Washington DC

Since NASA put its Terrestrial Planet Finder (TPF) missions on indefinite hold earlier this year, researchers have proposed at least four alternative and much cheaper spacecraft that could capture starlight reflected from other worlds beyond our Solar System.

The proposals range from using a giant shield placed 1.5 million kilometres from Earth, as suggested by Webster Cash of the University of Colorado, Boulder, in this week's Nature (see page 51), to telescopes with unusual mirrors and finely engineered cameras. The missions have been proposed to NASA's Discovery programme, which caps the costs of its projects at US$425 million — about a tenth of the cost of NASA's successor to Hubble, the James Webb Space Telescope (JWST).

“The field is more alive than ever,” says Alan Boss, a planetary modeller at the Carnegie Institution of Washington.

Astronomers have indirectly detected 194 extrasolar planets so far, all from the ground, by watching the behaviour of their parent stars. But for direct detection, and to stand a chance of studying the planets detected, orbit is the place to be.

Hope is growing that Earth-like planets beyond our Solar System might be detected by new methods. Credit: NASA/ESA/G. BACON (STSCI)

The TPF, which would cost much more than the JWST, consisted of two planet-spotting missions that would have picked up small fry the size of Earth. The mission was among the top recommendations of a 2000 National Research Council panel, and featured in President George W. Bush's vision for space exploration in 2004. But competing priorities caused the agency to decide that the TPF should be “deferred indefinitely” and to delay a smaller planet-hunting Space Interferometry Mission by three years (see Nature 439, 768–769; 200610.1038/439768a). A similarly ambitious European mission, Darwin, has a proposed launch date of 2015.

But researchers are increasingly optimistic that they can glimpse an alien planet through other methods.

Cash's scheme is to place a specially designed piece of black plastic-bag-like material, 30–50 metres in diameter, between the JWST and a target star, allowing the scope to pick up the faint light of orbiting planets. The shield would have to be about 40,000 kilometres from the telescope — itself around 1.5 million kilometres from Earth — and designed in a distinctive petal shape so that starlight leaking around the edges doesn't drown out the planets. It would have to be able to relocate over great distances to interpose itself between the JWST and various different stars, making it little more than a “big fuel tank with a hefty bag attached”, Cash says. But he thinks it could reveal Earth-sized planets around nearby stars.

NASA is now considering Cash's scheme, along with several other ideas, as possible Discovery missions. “In the past five years, there's been an exponential growth in concepts,” says Olivier Guyon, an astronomer at the Subaru telescope on Mauna Kea, Hawaii. Guyon has his own application in with NASA for a 1.2-metre space telescope, which would have a configuration of aspherical mirrors that cut down the light from a star enough to directly observe Jupiter-like planets in nearby systems.

If we were relying solely on NASA space missions, the field would have screeched to a halt.

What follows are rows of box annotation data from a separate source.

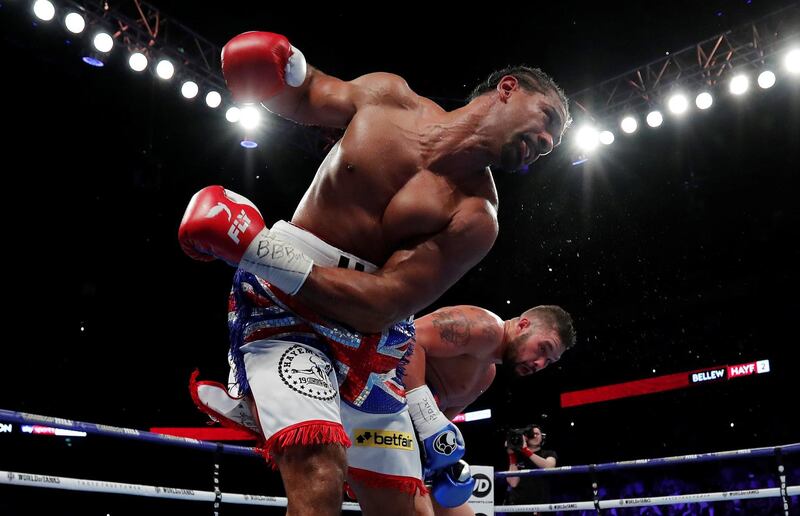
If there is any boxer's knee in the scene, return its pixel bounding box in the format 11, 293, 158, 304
275, 444, 347, 515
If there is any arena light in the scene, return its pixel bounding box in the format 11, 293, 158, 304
783, 48, 800, 74
598, 131, 614, 145
729, 74, 750, 95
128, 52, 147, 72
239, 106, 261, 129
694, 91, 714, 109
646, 111, 664, 127
225, 106, 242, 124
575, 125, 599, 151
667, 93, 689, 115
33, 0, 56, 21
619, 116, 639, 134
92, 32, 114, 52
156, 59, 175, 81
206, 91, 222, 108
181, 81, 200, 99
64, 12, 86, 34
758, 70, 775, 90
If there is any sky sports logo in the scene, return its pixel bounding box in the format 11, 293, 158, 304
689, 360, 770, 383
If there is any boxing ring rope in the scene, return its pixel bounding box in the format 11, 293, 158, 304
0, 409, 800, 514
0, 470, 361, 511
495, 443, 800, 515
0, 409, 261, 457
494, 443, 800, 478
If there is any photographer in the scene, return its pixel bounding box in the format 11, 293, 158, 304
505, 425, 558, 505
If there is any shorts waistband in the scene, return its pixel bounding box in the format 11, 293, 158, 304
270, 220, 378, 272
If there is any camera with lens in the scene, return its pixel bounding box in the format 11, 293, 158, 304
506, 426, 531, 449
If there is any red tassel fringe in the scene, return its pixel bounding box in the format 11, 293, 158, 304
259, 419, 352, 469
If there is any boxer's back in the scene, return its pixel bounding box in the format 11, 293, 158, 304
292, 86, 497, 266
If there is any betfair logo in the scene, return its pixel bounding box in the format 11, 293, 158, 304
355, 428, 414, 451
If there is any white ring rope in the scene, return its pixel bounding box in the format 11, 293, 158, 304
0, 471, 800, 512
0, 471, 361, 511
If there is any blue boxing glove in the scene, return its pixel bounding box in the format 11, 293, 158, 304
431, 460, 475, 508
406, 385, 464, 478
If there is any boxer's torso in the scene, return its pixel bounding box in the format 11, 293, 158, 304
425, 355, 496, 416
292, 93, 497, 266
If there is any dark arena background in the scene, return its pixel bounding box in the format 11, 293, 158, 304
0, 0, 800, 516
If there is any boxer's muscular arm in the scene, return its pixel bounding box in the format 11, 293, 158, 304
296, 198, 497, 332
263, 66, 416, 128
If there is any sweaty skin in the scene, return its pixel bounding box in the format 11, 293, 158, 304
404, 306, 564, 516
264, 68, 565, 331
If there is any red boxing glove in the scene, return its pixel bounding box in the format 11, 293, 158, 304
178, 186, 314, 295
178, 186, 265, 267
222, 32, 306, 102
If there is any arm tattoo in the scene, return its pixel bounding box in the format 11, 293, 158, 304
481, 313, 503, 344
431, 310, 472, 346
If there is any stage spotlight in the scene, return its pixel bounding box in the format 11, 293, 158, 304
92, 32, 114, 52
619, 116, 639, 134
758, 70, 775, 90
64, 12, 86, 34
206, 91, 222, 108
646, 111, 664, 127
181, 81, 200, 99
598, 131, 614, 145
128, 52, 147, 72
156, 59, 175, 81
33, 0, 56, 21
667, 93, 689, 115
575, 125, 599, 151
225, 106, 242, 124
783, 48, 800, 74
694, 91, 714, 109
730, 74, 750, 95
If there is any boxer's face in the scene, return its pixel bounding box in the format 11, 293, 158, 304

Other teams from NASA laboratories have their own ideas. The Eclipse mission from the Jet Propulsion Laboratory in Pasadena, California, would use an advanced camera to screen out starlight, while the EPIC mission from the Goddard Space Flight Center in Greenbelt, Maryland, would use interfero-metry to cancel out starlight, leaving dimmer planets visible. Richard Lyon, EPIC's project scientist at Goddard, says that if his team does not win funding this autumn, they might be able to make the mission even cheaper by shrinking the telescope to fit inside a 1.5-metre-long tube just 45 centimetres in diam-eter. But a telescope that small, he notes, would have to stare at a single star for almost a year before gathering enough light to detect a planet.

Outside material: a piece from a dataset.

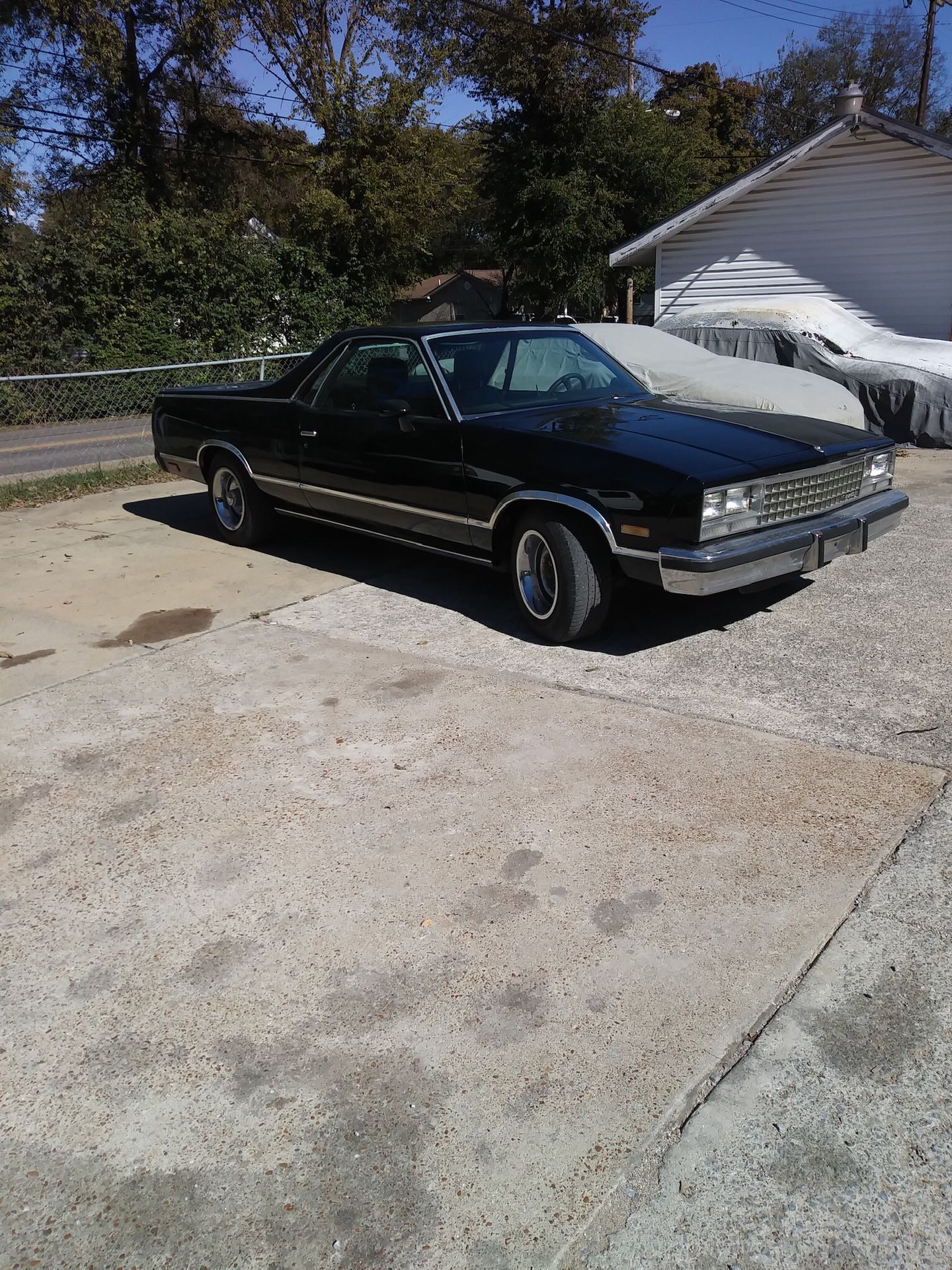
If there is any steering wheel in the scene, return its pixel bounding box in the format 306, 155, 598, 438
548, 371, 585, 392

It's not certain that any of these missions will reach space, says Boss. Because of cutbacks to NASA's science budget, researchers must apply for grants for these missions through the Discovery programme, which is normally reserved for missions within our Solar System. Only one such project — the Kepler mission to search for Earth-sized planets eclipsing distant stars — has won funding that way. Kepler, a 1.4-metre telescope, is set to launch in 2008.

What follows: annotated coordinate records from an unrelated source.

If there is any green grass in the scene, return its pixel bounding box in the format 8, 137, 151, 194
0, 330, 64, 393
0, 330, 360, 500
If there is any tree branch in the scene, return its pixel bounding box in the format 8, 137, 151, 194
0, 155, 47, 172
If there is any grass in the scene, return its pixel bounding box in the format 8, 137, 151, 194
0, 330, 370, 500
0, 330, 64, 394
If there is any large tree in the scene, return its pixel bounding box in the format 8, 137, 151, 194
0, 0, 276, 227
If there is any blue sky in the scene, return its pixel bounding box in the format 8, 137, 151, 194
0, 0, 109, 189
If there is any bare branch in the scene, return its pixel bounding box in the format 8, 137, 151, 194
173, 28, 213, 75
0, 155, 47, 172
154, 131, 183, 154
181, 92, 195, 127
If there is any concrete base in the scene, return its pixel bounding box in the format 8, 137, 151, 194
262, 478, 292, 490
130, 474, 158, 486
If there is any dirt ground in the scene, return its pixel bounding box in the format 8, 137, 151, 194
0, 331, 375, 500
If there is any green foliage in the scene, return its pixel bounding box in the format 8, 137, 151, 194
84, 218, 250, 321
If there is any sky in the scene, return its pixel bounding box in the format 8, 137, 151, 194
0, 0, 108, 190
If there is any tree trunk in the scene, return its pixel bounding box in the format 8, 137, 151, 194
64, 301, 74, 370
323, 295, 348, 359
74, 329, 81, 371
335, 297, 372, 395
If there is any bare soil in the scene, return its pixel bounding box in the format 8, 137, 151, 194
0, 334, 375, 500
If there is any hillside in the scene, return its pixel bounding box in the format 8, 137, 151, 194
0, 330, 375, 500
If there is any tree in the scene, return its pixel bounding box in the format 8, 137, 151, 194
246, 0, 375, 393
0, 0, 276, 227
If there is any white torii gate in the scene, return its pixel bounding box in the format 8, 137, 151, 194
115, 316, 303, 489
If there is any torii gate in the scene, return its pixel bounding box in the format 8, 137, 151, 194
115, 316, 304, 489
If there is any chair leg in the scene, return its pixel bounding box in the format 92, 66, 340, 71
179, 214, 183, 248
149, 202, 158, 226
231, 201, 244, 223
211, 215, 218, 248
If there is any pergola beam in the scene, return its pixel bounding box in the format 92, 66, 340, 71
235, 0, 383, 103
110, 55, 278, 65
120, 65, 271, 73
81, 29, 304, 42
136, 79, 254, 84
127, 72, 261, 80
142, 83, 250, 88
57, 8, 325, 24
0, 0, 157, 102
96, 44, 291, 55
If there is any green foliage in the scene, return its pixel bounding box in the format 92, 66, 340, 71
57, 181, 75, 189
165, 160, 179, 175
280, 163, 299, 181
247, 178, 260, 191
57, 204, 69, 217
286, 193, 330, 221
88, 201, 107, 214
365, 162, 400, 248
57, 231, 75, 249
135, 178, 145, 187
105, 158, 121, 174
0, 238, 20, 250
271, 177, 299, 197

Now TPF itself may have been granted a small reprieve, according to Charles Beichman, the mission's project scientist at the Jet Propulsion Laboratory. A congressional budget committee has tentatively earmarked $10 million for the programme, after the president's budget request earlier this year would have wiped it out completely. If finalized, the money would keep the mission on life support. “But it's clear that the TPF is going to be a long time in the future,” says Beichman.

Meanwhile, several ground-based searches are in the planning stages or under way. And in October, the French space agency plans to launch a 30-centimetre space telescope called Corot, with a mission similar to Kepler's. “If we were relying solely on [approved] NASA space missions, the field would have screeched to a halt,” says Boss. “But thank God we're not.”